We are in favour of working with other states. As things stand, however, the European arrest warrant system is neither robust enough nor human rights centred. It is worth noting the comments of Mr. Thomas Hammarberg, the Council of Europe' Commissioner for Human Rights, when he discussed the application of European arrest warrants last year. He stated:

There has, however, been repeated criticism of the manner in which the EAW has functioned in a number of concrete cases. This criticism must be taken seriously. Human rights organisations have expressed concerns about the imprisonment of innocent persons, disproportionate arrests, violations of procedural rights and the impossibility in some countries for an innocent person to appeal against a decision to be surrendered...

The EAW has been used in some cases for which it was not intended, sometimes with harsh consequences on the lives of the person concerned. It is thus high time to reform a system that affects thousands of persons every year.

I entirely concur with his assessment, particularly when one considers that some 50,000 arrest warrants have been issued.

Closer to home, and more recently, we had observations on this issue by one of our most senior judges, Mr. Justice Hardiman. In the case of the Minister For Justice v. Tobin, which judgment was delivered on 19 June, Mr. Justice Hardiman noted that the origins of the European arrest warrant are a long way from what we now have. He stated:

This confusion is not surprising because when the European Arrest Warrant "Framework Document" was first drawn up in 2001 it related exclusively to Terrorist offences. It was subsequently, in the ten day period immediately after the 9/11 outrage in New York, extended to a great number of other offences many of which are not offences of specific intent at all. Again, I do not think that this aspect of the European Arrest Warrant arrangements are widely known, or were widely or clearly explained at the time.

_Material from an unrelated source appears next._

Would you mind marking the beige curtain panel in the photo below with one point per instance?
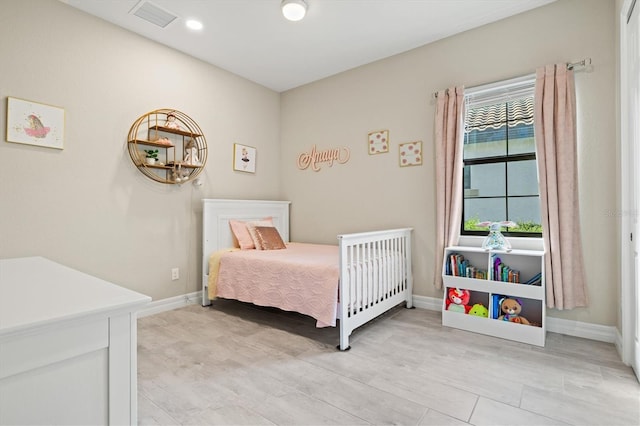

I would also note his comments on the application of the European arrest warrant in Irish courts generally. Of the authorities, he said:

I cannot acquit them of a desire to be seen to be almost slavish in conforming with the obligations of a subscriber to the Framework Document, and a member of the European Union, as they conceive them to be. It is this attitude, it appears to me, that has rendered them willing to extradite or deliver Irish people, or people who happen to be in Ireland, to other countries who would not deliver their own citizens if the positions were reversed. It has also rendered them gravely insensitive to the human rights of a person in the position of Mr. Tobin and his family.

I believe this should give us pause before we contemplate extending this legislation. The reforms that are needed are clear. We need to allow states to refuse a surrender when it is felt that the fundamental rights of the individual are not guaranteed. The surrender of a person subject to a European arrest warrant can be deferred until the State seeking extradition is trial-ready. Lengthy periods of pre-trial detention are not satisfactory. The misuse of European arrest warrants for minor offences needs to be curbed and there must be a proportionality test for assessing the warrants to prevent the possibility of an infringement of the human rights of the individual being sought. Proportionality is rightly recognised as a fundamental principle of EU law and it must be applied to the European arrest warrant system.

As I stated at the outset, a system such as this is needed to provide for extradition or surrender from one country to another, particularly with regard to serious crime. However, such a system must be robust and human-rights compliant. In the absence of such safeguards for the European arrest warrant, we cannot possibly support the extension of the 2003 Act.